Yuri Zhivago, who uttered these words in Boris Pasternak's classic tale Dr. Zhivago, would no doubt find common bond with the setting and characters that inhabit James Meek's wonderful book "The People's Act of Love".

Most of the People's Act is set in 1919 in the village of Yazyk, in Siberia. To call Yazyk the middle of nowhere is to give it too much credit. Russia, now the USSR, is in the midst of its post-revolutionary civil war that has caused untold deaths and facilitated illnesses and famine. Yazyk's end-of-the earth location does not insulate it entirely from these events. The town is run by a stranded division of a Czechoslovakian Legion with no apparent means to return to Prague subsequent to the collapse of the Austro-Hungarian Empire.

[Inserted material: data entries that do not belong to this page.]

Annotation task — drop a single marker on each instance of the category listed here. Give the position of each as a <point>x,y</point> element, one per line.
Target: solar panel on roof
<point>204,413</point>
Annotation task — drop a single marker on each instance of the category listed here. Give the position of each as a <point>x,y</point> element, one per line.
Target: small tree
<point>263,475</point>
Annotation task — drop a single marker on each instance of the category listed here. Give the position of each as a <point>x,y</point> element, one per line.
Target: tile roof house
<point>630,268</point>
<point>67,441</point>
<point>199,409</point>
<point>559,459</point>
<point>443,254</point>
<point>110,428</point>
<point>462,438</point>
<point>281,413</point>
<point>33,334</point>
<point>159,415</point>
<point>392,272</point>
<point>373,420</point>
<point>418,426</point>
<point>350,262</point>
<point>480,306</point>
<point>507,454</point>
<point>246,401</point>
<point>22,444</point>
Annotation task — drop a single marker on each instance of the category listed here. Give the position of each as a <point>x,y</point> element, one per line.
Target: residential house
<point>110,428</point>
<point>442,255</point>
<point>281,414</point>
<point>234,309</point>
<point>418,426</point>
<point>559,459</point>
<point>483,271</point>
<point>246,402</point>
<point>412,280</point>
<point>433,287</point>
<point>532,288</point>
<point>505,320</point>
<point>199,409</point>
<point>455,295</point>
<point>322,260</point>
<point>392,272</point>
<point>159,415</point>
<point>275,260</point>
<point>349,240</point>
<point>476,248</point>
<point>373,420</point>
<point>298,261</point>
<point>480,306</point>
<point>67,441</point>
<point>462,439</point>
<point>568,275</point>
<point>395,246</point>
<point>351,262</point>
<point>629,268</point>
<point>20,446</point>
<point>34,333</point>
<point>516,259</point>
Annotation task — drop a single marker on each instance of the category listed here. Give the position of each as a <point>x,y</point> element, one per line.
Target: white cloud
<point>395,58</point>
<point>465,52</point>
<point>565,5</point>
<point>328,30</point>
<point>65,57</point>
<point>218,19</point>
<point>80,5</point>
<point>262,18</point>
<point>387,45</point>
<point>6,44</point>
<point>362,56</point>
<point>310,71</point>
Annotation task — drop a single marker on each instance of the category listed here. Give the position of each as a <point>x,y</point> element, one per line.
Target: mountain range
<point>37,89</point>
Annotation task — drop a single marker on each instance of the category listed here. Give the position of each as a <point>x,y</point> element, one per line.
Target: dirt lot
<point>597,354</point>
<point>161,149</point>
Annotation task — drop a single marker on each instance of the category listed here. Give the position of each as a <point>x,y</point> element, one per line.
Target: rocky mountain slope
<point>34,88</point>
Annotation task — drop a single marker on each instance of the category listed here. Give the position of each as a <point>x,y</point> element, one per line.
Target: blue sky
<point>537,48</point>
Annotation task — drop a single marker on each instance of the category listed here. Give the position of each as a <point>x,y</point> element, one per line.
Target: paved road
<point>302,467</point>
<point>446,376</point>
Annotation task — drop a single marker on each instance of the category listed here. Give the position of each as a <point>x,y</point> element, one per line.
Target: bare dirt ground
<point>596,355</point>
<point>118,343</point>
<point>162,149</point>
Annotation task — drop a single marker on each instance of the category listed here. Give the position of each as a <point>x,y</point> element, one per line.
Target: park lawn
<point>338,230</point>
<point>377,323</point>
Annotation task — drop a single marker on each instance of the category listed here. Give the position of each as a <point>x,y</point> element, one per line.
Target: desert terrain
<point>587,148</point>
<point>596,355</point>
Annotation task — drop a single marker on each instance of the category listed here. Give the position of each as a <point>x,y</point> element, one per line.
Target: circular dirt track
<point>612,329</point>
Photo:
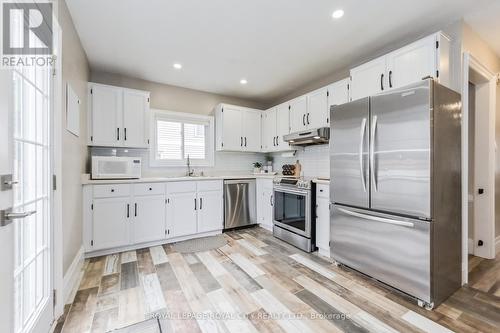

The Legion is commanded by Captain Matula who for all intents and purposes is both insane and sadistic. The civilians in the town consist mainly of a mystic sect of eunuchs (the "Skoptsy") who believe their self-immolation removes the one body part responsible for most of the world's sins. As far fetched as this may seem, the presence of stranded Czech soldiers and the existence of a sect of castrati inhabiting parts of Siberia is a matter of record and was not a piece of fiction created by Meek solely for this novel.

The town is also inhabited by Anna Petrovna, who appears to be a widow, and her son. The Red Army is making its way towards Yazyk and intends to seek revenge for an act of brutality committed by the Czechs. A younger stranger, Samarin, makes his way into the town. He tells a fantastic story about escaping from a Siberian labor camp.